How CISAC Experts Missed Coronavirus


How CISAC Experts Missed Coronavirus

The mission of Stanford’s Center for International Security and Cooperation (CISAC) is to “tackle the most critical security issues in the world today.”

Yet they failed to anticipate and respond to the danger posed by COVID-19, arguably the greatest threat to global security since World War II. If CISAC experts want to actually make the world safer, they need to stop rehashing old conflicts and focus on identifying new security risks.

CISAC’s research priorities – nuclear weapons, Russian posturing, and “great power” conflict – reflect the threats of a bygone era. The COVID-19 pandemic exemplifies an emerging category of threat that CISAC and their peers are unprepared to handle.

The coronavirus threat was created by actions of millions of interconnected individuals, not an enemy pointing a weapon at the United States. A flu in Wuhan would not have posed a significant security risk to the United states 20 years ago. Today, global trade, travel, and migration networks allow instability in any part of the world to spread rapidly across continents.

While the virus was making its way to Stanford from China, CISAC was busy planning a suite of events straight from the 1980s: NATO At 70, Beyond NATO, and U.S. Policy Towards Russia in an Era of Great Power Competition. A month after Stanford students were sent home, CISAC had still only published two articles referencing the pandemic.

One piece discussed NATO’s response to the virus and the other discussed the impact of canceling an annual nuclear non-proliferation conference. In the meantime, CISAC did find time to publish separate work on NATO, Crimea and US-Russia arms control.

This is not surprising given CISAC currently has only two researchers covering all of “Bioweapons and Global Health,” the same number as they have writing a biography of George Schultz.

Moreover, 60% of CISAC’s core faculty (fifteen out of twenty-five) list an academic specialty that involves Russia or nuclear weapons.

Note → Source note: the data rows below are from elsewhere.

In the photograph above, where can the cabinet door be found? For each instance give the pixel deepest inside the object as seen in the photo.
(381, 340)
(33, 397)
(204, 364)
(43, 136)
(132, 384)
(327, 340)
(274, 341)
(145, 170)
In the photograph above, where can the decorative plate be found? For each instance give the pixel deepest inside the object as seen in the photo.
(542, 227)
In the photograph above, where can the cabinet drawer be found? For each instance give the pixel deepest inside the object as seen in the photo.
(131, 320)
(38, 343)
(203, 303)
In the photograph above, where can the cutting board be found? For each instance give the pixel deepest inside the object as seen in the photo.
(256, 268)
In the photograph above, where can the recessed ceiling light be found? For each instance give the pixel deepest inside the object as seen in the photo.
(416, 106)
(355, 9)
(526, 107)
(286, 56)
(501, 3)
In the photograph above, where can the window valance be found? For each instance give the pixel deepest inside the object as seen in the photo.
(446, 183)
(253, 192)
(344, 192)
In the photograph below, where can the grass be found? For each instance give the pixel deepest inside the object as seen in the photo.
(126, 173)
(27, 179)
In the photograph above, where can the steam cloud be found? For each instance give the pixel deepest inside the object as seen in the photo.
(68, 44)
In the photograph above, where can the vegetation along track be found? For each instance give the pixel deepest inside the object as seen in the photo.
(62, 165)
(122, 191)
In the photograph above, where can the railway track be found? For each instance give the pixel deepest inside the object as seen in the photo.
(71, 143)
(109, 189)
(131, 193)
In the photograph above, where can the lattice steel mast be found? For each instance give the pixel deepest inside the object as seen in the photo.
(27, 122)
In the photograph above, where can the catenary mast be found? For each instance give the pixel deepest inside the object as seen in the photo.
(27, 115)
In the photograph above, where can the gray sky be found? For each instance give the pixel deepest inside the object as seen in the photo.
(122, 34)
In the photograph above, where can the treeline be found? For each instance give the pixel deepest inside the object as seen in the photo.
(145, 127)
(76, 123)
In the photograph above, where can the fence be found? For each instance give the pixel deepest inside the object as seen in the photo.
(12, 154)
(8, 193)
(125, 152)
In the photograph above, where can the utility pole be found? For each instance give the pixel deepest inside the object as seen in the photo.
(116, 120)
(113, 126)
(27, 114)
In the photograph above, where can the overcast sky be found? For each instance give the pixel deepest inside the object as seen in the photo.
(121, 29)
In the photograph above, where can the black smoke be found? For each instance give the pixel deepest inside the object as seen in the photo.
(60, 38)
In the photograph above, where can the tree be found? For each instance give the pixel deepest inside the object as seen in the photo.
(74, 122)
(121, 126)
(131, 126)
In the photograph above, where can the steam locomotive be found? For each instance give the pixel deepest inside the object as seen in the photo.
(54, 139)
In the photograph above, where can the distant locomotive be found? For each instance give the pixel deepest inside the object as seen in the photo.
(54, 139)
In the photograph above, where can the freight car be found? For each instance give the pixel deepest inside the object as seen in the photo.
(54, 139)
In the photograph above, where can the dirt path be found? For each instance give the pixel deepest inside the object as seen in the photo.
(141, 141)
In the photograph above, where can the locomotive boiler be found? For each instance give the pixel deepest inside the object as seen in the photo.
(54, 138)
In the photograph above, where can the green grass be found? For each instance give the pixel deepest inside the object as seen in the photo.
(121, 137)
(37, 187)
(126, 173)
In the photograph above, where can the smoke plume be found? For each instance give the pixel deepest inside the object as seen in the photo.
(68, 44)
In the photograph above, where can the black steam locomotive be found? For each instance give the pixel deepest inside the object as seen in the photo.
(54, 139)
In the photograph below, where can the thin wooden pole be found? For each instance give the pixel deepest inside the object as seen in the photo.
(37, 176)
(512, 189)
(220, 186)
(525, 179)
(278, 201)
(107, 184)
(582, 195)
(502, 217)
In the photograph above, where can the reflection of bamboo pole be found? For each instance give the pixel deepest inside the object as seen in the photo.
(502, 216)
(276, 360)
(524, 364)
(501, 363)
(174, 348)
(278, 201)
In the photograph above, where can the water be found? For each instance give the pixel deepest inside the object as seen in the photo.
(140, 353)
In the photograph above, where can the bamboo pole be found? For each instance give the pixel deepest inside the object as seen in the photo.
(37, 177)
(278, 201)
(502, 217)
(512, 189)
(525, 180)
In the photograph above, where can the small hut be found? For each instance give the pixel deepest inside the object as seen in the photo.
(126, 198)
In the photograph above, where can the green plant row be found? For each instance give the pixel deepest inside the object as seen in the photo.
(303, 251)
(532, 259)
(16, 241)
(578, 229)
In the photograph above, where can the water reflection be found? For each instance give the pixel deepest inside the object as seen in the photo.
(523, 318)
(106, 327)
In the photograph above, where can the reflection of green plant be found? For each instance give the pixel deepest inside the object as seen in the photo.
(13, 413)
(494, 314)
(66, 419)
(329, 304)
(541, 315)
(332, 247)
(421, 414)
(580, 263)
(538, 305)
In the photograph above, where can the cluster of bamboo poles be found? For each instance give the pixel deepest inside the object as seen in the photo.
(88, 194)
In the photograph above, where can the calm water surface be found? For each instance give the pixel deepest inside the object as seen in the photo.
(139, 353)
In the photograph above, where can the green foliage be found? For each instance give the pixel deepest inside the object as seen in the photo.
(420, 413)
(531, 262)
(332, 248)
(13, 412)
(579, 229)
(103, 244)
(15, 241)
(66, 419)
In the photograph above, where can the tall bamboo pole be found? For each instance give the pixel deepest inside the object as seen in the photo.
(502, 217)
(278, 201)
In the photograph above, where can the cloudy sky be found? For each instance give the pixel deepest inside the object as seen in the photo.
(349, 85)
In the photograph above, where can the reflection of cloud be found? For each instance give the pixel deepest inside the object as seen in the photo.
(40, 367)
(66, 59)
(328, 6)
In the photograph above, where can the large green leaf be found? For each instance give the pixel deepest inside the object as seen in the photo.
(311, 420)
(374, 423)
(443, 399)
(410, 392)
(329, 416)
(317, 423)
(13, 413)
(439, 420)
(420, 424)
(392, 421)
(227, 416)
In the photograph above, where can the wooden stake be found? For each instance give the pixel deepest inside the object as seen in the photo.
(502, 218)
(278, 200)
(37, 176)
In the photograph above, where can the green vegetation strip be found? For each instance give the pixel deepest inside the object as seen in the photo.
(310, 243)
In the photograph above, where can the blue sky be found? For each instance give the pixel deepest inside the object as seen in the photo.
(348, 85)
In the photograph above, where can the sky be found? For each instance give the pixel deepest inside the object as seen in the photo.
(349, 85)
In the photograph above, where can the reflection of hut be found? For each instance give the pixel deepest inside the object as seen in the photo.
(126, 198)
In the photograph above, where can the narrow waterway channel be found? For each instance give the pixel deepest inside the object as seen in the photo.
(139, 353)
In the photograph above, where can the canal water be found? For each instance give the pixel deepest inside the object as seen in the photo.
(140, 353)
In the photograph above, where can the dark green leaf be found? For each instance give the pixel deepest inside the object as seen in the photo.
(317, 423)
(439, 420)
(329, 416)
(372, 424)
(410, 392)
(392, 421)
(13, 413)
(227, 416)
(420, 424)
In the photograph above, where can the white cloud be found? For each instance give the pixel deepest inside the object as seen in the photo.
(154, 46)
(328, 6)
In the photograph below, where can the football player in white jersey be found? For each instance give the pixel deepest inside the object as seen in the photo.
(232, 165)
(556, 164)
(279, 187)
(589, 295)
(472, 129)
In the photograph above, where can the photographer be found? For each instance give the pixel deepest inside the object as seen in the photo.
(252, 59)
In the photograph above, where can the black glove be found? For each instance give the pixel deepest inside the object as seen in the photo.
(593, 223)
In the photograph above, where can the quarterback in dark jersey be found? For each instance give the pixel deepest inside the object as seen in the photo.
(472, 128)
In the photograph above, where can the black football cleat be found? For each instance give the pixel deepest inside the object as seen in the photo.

CISAC’s old-world bias is also trickling down to undergraduates. Their flagship class, POLISCI 114s, ostensibly teaches “international security in a changing world.” However, over half of this winter’s syllabus was dedicated to nuclear policy, with no discussion of naturally occuring pandemics. Ironically, the final paper, an assignment to “discuss the three greatest national security threats facing America today,” was canceled by the coronavirus.  

CISAC was not alone in this oversight. The U.S. foreign policy establishment has a history of overlooking border-crossing “soft” threats (like pandemics and climate change) in favor of flashier topics like Russia, terrorism, and novel nuclear missiles.

But amplified by globalization, many of these so-called “soft” threats pose a greater risk than the geopolitical posturing that consumes most national security research.

The problem is partly generational. Many of our preeminent national security scholars began their PhDs over forty years ago, when theorizing on the motives of the USSR was the hottest topic in academia. Evaluating new, structural threats created by globalization and overpopulation requires training in biology, chemistry, and statistics, not just political theory.

For CISAC to address these challenges, they will need to hire, promote, and elevate the research of young professors with expertise in emerging fields. They will also need to embrace a broader definition of “national security,” and reach outside the traditional security in-group to recruit researchers with the technical expertise needed to engage with modern threats.

There are some slow signs of change. Two years ago, CISAC hired Megan Palmer, a young professor specializing in emerging biotechnologies, to work alongside David Relman, one of CISAC’s only faculty with medical training.

Hopefully, this is the beginning of a much-needed restructuring of Stanford’s national security establishment.

We will see more threats like COVID-19 in the future. If CISAC continues to prioritize nuclear proliferation scholarship after Stanford’s hiring freeze is lifted, this will not be the last time they are caught unprepared.